Of course, that avoids the substance of the dispute. And there I find myself agreeing with the broad strokes of Rachel's position. These things are matters of degrees and tone, of the edges and the emphases.
The actual pastoral advice may be rather benign in itself. But look to the backdrop in which it's given: we live in a world where the concept of (physical) beauty has been emptied and replaced by a standard of sexual perfection, and where the decline of marriage has exacerbated anxieties about infidelity. When presented as a remedy to the latter, the counsel inevitably takes on the world of the former, and what might be offered as a bit of prudential advice instead contributes to the already unreasonable burden on women.
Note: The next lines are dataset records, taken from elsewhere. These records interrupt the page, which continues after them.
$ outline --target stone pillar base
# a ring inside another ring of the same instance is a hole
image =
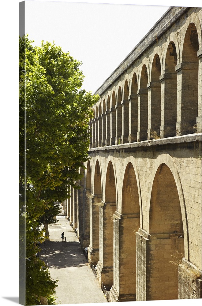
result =
[[[107,290],[109,290],[113,285],[113,267],[103,268],[99,261],[97,264],[97,278],[101,286],[102,282]]]
[[[110,289],[110,302],[118,302],[119,296],[116,288],[114,286]]]
[[[114,286],[110,289],[110,302],[134,302],[136,300],[136,294],[121,294],[119,295]]]
[[[92,249],[90,245],[88,248],[88,257],[89,264],[92,263],[95,267],[98,261],[99,249]]]
[[[82,235],[81,237],[81,248],[87,248],[89,245],[89,241],[90,240],[90,237],[89,235],[88,236],[84,236]]]
[[[178,298],[201,298],[201,271],[184,258],[178,269]]]

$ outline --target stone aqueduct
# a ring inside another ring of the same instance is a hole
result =
[[[98,90],[63,204],[110,301],[201,298],[201,9],[172,7]]]

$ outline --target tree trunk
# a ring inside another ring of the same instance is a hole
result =
[[[44,222],[44,223],[43,223],[44,227],[45,228],[45,230],[46,230],[46,236],[48,237],[48,238],[46,239],[46,240],[50,240],[49,237],[49,231],[48,230],[49,224],[49,223],[48,223],[48,222]]]
[[[40,302],[41,305],[48,305],[46,297],[40,297]]]

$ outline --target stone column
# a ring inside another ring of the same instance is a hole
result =
[[[160,138],[176,136],[177,74],[160,76],[161,83]]]
[[[98,119],[97,118],[95,119],[95,146],[96,148],[98,143]]]
[[[99,205],[101,196],[91,194],[90,197],[90,244],[88,248],[89,263],[95,266],[99,257]]]
[[[136,300],[135,230],[140,215],[114,215],[114,285],[110,301]],[[138,220],[137,220],[138,219]]]
[[[178,267],[179,299],[201,298],[201,271],[197,267],[182,259]]]
[[[82,186],[80,186],[79,189],[78,190],[78,201],[77,206],[77,220],[78,224],[77,237],[80,240],[81,237],[83,237],[83,224],[84,223],[84,188]]]
[[[141,89],[137,91],[138,99],[137,141],[147,140],[148,91]]]
[[[122,111],[122,144],[128,142],[129,134],[129,104],[128,100],[123,100],[121,103]]]
[[[109,112],[105,112],[105,145],[109,146],[110,144],[110,114]]]
[[[147,300],[147,270],[150,235],[139,229],[136,238],[136,301]]]
[[[115,109],[110,109],[110,145],[115,144],[116,136],[116,113]]]
[[[198,85],[197,82],[196,88],[195,79],[198,77],[198,64],[194,62],[181,63],[175,66],[178,83],[177,136],[195,132],[193,128],[197,117],[195,95],[198,96]]]
[[[68,197],[67,198],[67,216],[68,218],[70,216],[69,214],[69,211],[70,210],[70,206],[71,205],[71,198]]]
[[[101,115],[102,120],[102,141],[101,146],[104,147],[105,145],[106,139],[106,115],[105,114]]]
[[[73,228],[74,230],[77,228],[77,206],[78,190],[73,188]]]
[[[151,139],[151,132],[160,136],[161,123],[160,86],[159,82],[151,82],[147,84],[148,91],[148,139]],[[160,92],[159,92],[160,91]]]
[[[137,300],[177,299],[178,271],[182,258],[183,233],[136,233]]]
[[[90,190],[84,189],[83,192],[83,209],[82,235],[81,237],[81,244],[84,248],[88,247],[90,244]]]
[[[90,120],[89,122],[89,126],[88,127],[89,133],[90,134],[90,145],[89,147],[90,148],[92,148],[92,120]]]
[[[71,225],[72,222],[73,221],[73,188],[72,187],[71,188],[71,196],[69,198],[70,201],[70,205],[69,207],[69,224],[70,225]]]
[[[95,147],[95,120],[92,119],[92,148]]]
[[[201,116],[201,100],[202,99],[201,88],[202,79],[202,64],[201,63],[201,49],[199,50],[197,52],[197,56],[199,58],[199,84],[198,96],[198,116],[196,117],[196,132],[201,133],[202,116]]]
[[[137,141],[137,97],[136,99],[133,95],[128,97],[129,103],[129,134],[128,142],[135,142]]]
[[[122,108],[120,104],[115,105],[116,110],[116,138],[115,144],[121,143],[122,134]]]
[[[109,290],[113,284],[113,223],[111,215],[116,203],[104,203],[99,207],[99,259],[97,264],[97,278]]]
[[[97,126],[98,127],[97,146],[98,147],[102,146],[102,117],[101,115],[100,115],[97,118]]]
The place to start, then, is where Challies ends. While I've never been terribly satisfied with "inner beauty" language (though never quite sure why), he's pointing in the right direction. Rehabilitate "beauty" in such a way that it admits of imperfections and of the aged. The softness of youth will always have its own charm, but the beauty of the body need not end once the wrinkles or the cellulite comes.
PS. A not so subtle hint that the forthcoming book deals with this and more. In fact, the "more" meant I dealt with beauty less than I had hoped. Other books, perhaps.